Barrera was 27-5 heading in, but his last three wins came against opponents who were a combined 12-55-4, suggesting he would be easy meat for the hometown hero. But the Colombian proved to be a lot tougher than expected. He wasn’t afraid to exchange with Gonzalez but was gradually worn down. He slumped to the canvas after taking a left to the rib cage in round eight and was felled by a combination in the next frame. Referee Ramon Gonzalez was remiss in not stopping the fight sooner. The official time was 0.51 of the 10th and final round.

Chocolatito Gonzalez (pictured on the left next to Jesse “Bam” Rodriguez after a sparring session at the Garcia Boxing Academy in Riverside, CA) turned 37 in June. That’s an advanced age for a prizefighter, in particular a prizefighter who competes in one of the smallest weight classes and Chocolatito began his boxing career in the very smallest class.

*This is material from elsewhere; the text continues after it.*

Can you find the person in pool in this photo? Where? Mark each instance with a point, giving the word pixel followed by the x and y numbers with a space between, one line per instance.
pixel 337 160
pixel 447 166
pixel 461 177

In October of 2015, he was elevated to #1 pound-pound-pound by The Ring magazine and also by the Transnational Boxing Rankings Board, displacing long-reigning king Floyd Mayweather. Chocolatito was then 43-0 with 37 KOs and competing in the flyweight (112-pound) class. Since then, Gonzalez is 9-4, losing twice to Thailand’s Srisaket Sor Rungvisai (L MD 12; L KO 4) and twice to Mexico’s Juan Francisco Estrada (L SD 12; L MD 12).

Scottish boxing historian Matt McGrain, writing about Chocolatito’s “coronation” at the top of the P-F-P list, had this to say: “[Gonzalez] is the antithesis of Floyd…a destroyer who does not seek to hit and not be hit, but rather to hit, hit, hit…he breaks people.”

There were shades of the 2015 version of Gonzalez tonight. He still throws punches in bunches, but he also gets hit more often than he would have earlier in his career. Now a veteran of 22 world title fights who has answered the bell as a pro for 305 rounds, he would be wise to call it a career and rest on his laurels.

But he won’t and his next fight will inevitably be a bantamweight title fight in Japan. In an unprecedented development, all four of the belt-holders at 118 are Japanese: Junto Nakatani (WBC), Takuma Inoue (WBA), Ryosuke Nishida (IBF), and Toshiki Takei (WBO). On top of that, Chocolatito’s promoter is Japanese boxing kingpin Akihiko Honda.

With his win tonight, Gonzalez, a surefire first ballot Hall of Famer, advanced his record to 52-4 (42 KOs).